LONDON Four of the U.K's mobile network operators have started technical trials of TDtv, the mobile TV variant developed by IPWireless that is based on existing 3GPP specifications and allows operators to use their idle TDD spectrum.
IPWireless, which has already sold its TD-CDMA based technology to several operators for broadband wireless, announced the TDtv technology earlier this year, when it said it received another $10 million trance of investment from U.S. carrier Sprint Nextel that brought total investment to $200 million, mostly from venture capital groups.
3UK, Orange, Telefonica, and Vodafone will test the system in the Bristol area using 12 of Orange's cell sites, delivering TD-CDMA-3GPP Multimedia Broadcast and Multicast Services (MBMS) to people issued with special compact flash cards that plug into a Dell PDA.
The trial is expected to provide valuable insights for mobile operators into the potential of using their existing spectrum and infrastructure to deliver mobile television and other multimedia services.

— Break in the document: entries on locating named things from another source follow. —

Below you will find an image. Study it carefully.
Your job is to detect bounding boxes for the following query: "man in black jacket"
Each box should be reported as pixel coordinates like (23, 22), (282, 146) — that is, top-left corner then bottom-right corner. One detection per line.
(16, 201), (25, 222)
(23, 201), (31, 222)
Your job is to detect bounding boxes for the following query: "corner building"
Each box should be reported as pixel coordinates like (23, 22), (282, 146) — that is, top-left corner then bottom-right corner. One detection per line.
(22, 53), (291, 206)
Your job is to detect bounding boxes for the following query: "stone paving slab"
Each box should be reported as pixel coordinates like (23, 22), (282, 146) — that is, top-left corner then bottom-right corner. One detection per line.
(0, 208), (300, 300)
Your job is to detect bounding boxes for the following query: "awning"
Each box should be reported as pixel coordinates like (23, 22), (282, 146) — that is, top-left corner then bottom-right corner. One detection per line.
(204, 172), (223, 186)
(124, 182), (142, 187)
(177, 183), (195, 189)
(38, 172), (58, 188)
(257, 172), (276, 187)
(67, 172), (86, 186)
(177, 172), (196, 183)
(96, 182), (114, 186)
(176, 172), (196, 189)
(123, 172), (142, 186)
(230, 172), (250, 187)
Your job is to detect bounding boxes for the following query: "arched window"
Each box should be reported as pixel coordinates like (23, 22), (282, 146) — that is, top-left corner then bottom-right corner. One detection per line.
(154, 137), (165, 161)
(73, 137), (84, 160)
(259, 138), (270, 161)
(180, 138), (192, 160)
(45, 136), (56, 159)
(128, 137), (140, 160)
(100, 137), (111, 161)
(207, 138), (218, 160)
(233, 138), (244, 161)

"We have chosen to do a multi-operator trial to prove interoperability with providers already offering W-CDMA 3G networks, and show that, from a technical perspective, the system can be managed and can share antennas so as to receive calls while watching TV on the mobile," Bill Jones, COO of IPWireless (Chippenham, England) told EE Times Europe .
The flash card uses silicon that IPWireless already uses in its TDCDMA equipment, but, as Jones concedes, only uses a segment of that device for these trials. The company is designing devices specifically for implementing TDtv in W-CDMA handsets, and is talking with the majority of 3G handset makers.
The cell sites have been enabled with TDtv base stations provided by IPWireless, and are said to cover about 60 percent of the Bristol area. The area includes a major motorway, the M4, so that reception of mobile TV at speeds over 110 km/h can be tested, said Jones.
MobiTV, Inc., the international mobile and broadband television services company, is providing the client application, as well as facilitate the mobile content and operational components of the trial.
Operators in the U.K. are already testing the other versions of mobile TV. For instance Telefonica's O2 unit is trialing DVB-H in the Oxford area in conjunction with Nokia, while BT and Virgin Mobile have trials of the DAB-IP based Digital Multimedia Broadcast (DMB) technology. Satellite network operator BSkyB is trialing the Qualcomm developed and backed MediaFLO system.
Professor Michael Walker, Director of Research and Development at Vodafone said: "Trials are an extremely important part of our strategic product development. In the case of mobile TV, there are a number of technologies emerging that must be fully explored so that we have a comprehensive understanding of how the technologies work and the experience they will offer. Currently the most interesting technologies are the variants of MBMS and DVB-H and this trial forms part of the MBMS assessments we are undertaking."
IPWireless says TDtv offers operators already offering W-CDMA services significant strategic, performance, and economic advantages over the competing mobile TV solutions since it allows such providers to utilize existing spectrum and infrastructure.
The company maintains the deployment of TDtv would require a low capital expenditure by the operator as a single base station controller is required for 100 Node B's, while utilizing the operator's network eliminates the need to split revenues with broadcasters, who generally own the required spectrum.
Vivek Badrinath, Executive Vice President, Product Technology and Innovation, Orange. "We believe that it is important that leading service and content providers work together to examine options for future mobile TV platforms."